Specifically I'm thinking about the lectures/talks. With YouTube those can all be recorded and put online for everyone to watch at their lecture and probably be better absorbed. How useful is it really to go there in person to watch it? You can argue that you can ask questions but you can do the same in email and on forums. I think they should just forego the lecture and just make people watch the video night before just have a quick overview and just go into a question and answer session. But I mostly think its only real purpose is on a social basis to meet people in person and make contacts.


----------



## pkubaj (Apr 9, 2013)

BlueCoder said:
			
		

> But I mostly think its only real purpose is on a social basis to meet people in person and make contacts.



That. There's often some after-party after the lectures so people attending the conference can talk get to know each other.


----------



## fonz (Apr 10, 2013)

BlueCoder said:
			
		

> I think they should just forego the lecture and just make people watch the video night before just have a quick overview and just go into a question and answer session.


Isn't there a chicken-and-the-egg issue here? In order for there to be a video, it must first be recorded, which typically means there must first be a lecture. I imagine there won't be a whole lot of people who enjoy talking to an empty room just to be recorded for people who can't be bothered to show up at an actual lecture. Or am I misunderstanding the point here?

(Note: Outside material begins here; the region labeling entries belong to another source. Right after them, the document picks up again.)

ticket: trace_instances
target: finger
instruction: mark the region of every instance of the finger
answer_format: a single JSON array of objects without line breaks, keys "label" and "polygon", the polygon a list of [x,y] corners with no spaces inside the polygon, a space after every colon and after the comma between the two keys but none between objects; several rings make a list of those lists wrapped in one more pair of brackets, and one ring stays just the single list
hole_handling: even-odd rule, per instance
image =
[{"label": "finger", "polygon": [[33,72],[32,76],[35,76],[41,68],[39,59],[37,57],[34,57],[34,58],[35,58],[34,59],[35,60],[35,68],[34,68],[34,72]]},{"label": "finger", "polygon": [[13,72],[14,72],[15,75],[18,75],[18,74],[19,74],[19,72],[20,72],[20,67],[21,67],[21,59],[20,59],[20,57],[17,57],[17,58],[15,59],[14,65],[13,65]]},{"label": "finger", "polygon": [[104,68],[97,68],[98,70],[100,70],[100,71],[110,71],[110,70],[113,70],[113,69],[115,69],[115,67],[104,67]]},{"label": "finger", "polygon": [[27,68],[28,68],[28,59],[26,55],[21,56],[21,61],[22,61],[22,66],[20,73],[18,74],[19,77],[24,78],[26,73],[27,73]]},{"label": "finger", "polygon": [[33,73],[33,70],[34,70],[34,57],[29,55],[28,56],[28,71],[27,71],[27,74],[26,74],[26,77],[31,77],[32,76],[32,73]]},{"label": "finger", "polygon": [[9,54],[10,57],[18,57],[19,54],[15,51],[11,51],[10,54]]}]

On another note, I tend to find Q&A sessions very frustrating. Discussions get long-winded and are often only of interest to one or two people. And there's always that annoying guy who keeps asking one stupid question after another, just for the sake of asking (presumably under the impression that it makes him appear interested or smart or something).


----------



## Savagedlight (Apr 10, 2013)

I think the quality of lectures would be worse off if they were to be done on-record only. Not because videotaping it is bad, but because the lecturer gets one shot at it, thus less opportunity to gain experience from feedback when doing the lecture next time.
You could argue that videos get feedback too, but I have a feeling this wouldn't be quite as beneficial.


----------



## BlueCoder (Apr 13, 2013)

> I imagine there won't be a whole lot of people who enjoy talking to an empty room just to be recorded for people who can't be bothered to show up at an actual lecture.

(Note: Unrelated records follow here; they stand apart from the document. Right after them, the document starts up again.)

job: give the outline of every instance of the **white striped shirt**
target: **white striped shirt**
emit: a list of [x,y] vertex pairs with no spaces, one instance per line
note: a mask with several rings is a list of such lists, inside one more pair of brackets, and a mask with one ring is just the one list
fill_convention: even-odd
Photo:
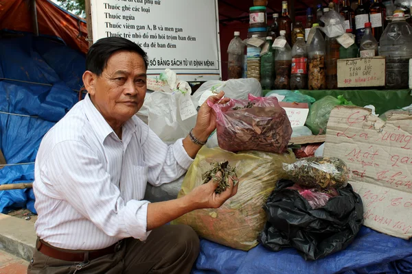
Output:
[[182,140],[168,147],[136,116],[119,140],[89,95],[43,138],[33,188],[37,235],[67,249],[100,249],[146,240],[146,184],[181,176],[192,162]]

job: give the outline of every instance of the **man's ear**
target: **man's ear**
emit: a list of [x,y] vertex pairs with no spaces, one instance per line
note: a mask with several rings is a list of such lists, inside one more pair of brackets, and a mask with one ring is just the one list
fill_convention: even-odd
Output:
[[89,71],[86,71],[83,74],[84,88],[86,88],[86,90],[91,96],[93,96],[95,93],[95,74]]

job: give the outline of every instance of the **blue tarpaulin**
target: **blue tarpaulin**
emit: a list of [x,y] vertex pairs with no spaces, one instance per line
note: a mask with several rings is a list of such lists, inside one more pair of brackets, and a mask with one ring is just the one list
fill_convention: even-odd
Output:
[[[84,62],[83,54],[53,40],[1,38],[0,149],[8,164],[23,164],[0,169],[0,184],[33,182],[41,139],[78,100]],[[0,212],[36,213],[34,200],[32,189],[1,191]]]
[[249,252],[201,240],[192,274],[412,273],[412,242],[363,227],[345,250],[306,262],[292,248],[273,252],[262,245]]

You have seen YouTube right?  Tons of people recording just themselves. I have seen a lot of the past Free*BSD* convention lectures on YouTube.



> I think the quality of lectures would be worse off if they were to be done on-record only.



Of all the videos on YouTube I have seen, recorded lectures aren't the best presentations. Recording, editing, review, more recording, more editing and then publication I think produces better material overall but that's just my opinion.


----------



## heja2009 (Apr 13, 2013)

I tend to go for the atmosphere first and meeting people second - not much of a people-person myself. Too many talks in sequence tire and overload me. But I often watch videos of recommended or interesting sounding talks afterwards.

About the "atmosphere" thing: on many events there are a lot of very friendly, technically minded people. I find that relaxing and inspiring. And of course if you need some help, or just want a nerdy chat there is ample opportunity.


----------



## BlueCoder (Apr 14, 2013)

Thanks @heja2009. I think it's mostly a social thing myself. There are also vendor demonstrations I believe depending on the convention. I'm wondering in the YouTube age how conventions can be made more relevant again.

Hackathons are one answer but that's mainly for developers and quite frankly I would feel cheated if it didn't last at least a week, better two. But I think that could be better served by a year round dorms in multiple places if it could get sponsors.

I remember reading about one event that turned managing a virtual company into a game with people trying to break the security and others trying to fix and run it. I think that's was great concept for hands on learning.

Any other thoughts about getting people together and making it more productive?


----------